Unfortunately, this can lead to confusion when using a machine-based API as the user might use an authenticated browser session to test API-Key based API queries. These queries will always succeed regardless of whether the API Query Hash was calculated correctly as the system defaults to Session-based authentication when it is available.
To ensure that session-based authentication is not polluting your API-Key based testing, always use a separate browser which is not logged in to your ProVision instance to test API queries.

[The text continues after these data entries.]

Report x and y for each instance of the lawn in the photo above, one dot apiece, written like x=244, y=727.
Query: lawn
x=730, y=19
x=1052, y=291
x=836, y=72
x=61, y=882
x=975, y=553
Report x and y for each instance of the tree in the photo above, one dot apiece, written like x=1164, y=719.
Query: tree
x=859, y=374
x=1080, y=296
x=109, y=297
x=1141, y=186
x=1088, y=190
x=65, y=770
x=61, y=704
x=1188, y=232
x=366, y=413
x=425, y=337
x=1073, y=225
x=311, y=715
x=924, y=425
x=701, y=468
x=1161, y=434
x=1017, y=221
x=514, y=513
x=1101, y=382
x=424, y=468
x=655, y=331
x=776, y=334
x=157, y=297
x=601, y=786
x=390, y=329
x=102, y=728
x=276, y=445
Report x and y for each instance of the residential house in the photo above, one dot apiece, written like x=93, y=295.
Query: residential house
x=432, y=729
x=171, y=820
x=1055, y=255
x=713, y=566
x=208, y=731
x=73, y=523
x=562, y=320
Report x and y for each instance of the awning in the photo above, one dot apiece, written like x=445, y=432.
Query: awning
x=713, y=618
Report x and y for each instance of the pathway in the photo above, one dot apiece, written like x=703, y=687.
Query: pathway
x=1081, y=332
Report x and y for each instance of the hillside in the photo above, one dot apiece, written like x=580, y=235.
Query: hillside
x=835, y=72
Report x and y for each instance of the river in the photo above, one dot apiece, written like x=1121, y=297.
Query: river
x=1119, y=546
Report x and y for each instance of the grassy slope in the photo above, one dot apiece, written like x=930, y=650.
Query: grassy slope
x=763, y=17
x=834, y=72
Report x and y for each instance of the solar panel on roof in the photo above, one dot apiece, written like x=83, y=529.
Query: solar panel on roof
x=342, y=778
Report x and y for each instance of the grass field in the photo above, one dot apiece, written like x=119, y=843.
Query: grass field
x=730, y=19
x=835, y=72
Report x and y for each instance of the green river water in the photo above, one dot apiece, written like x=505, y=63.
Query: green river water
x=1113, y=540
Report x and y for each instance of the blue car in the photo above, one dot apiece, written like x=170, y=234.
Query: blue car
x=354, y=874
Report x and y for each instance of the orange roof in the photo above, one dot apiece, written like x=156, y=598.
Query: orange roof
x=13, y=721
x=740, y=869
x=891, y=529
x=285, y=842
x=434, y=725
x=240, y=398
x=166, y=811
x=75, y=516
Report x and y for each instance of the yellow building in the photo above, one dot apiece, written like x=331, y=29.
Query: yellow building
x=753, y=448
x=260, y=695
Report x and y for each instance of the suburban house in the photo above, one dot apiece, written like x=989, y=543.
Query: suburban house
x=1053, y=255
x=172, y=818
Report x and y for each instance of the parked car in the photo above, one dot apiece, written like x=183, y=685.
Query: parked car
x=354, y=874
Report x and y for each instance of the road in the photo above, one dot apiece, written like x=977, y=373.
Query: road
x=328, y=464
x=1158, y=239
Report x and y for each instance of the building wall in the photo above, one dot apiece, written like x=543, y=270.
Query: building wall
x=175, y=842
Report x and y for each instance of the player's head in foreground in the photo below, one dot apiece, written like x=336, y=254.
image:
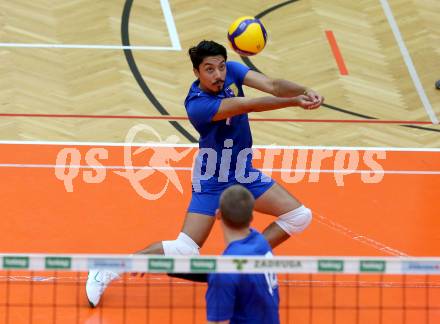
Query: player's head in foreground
x=209, y=65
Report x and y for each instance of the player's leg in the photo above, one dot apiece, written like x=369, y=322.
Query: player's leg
x=196, y=228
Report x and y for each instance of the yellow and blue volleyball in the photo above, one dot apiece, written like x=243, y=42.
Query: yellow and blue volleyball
x=247, y=36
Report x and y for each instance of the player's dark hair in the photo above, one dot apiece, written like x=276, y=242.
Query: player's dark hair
x=204, y=49
x=236, y=206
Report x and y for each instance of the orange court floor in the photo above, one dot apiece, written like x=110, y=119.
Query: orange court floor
x=389, y=211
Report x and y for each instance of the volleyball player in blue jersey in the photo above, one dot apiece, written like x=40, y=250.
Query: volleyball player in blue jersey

apiKey: Found at Admin→API
hash: The hash is generated from your secret key and the query string. The exact algorithm is base64_encode(hash_hmac('sha256', preg_replace('/&hash=.*$/', '', $_SERVER['QUERY_STRING']), $secretKey, TRUE)); but the PHP-SDK is the supported method of accessing the API.
An easy way to test the API and ensure that keys for a user are setup correctly, is to use the API Request Generator, located in the web interface at Admin→API. Fill out the fields specifying the type of request, and any additional data. Click "Generate Request URL", and copy and paste the resulting URL into a web browser. The request URL and response will look like those listed above.
The 6Connect API can be used in just about any scripting or programming language. We have a PHP SDK that provides example code, and several useful functions for interacting with the API. Even if you don't want to use PHP, the samples will help you create code in other languages.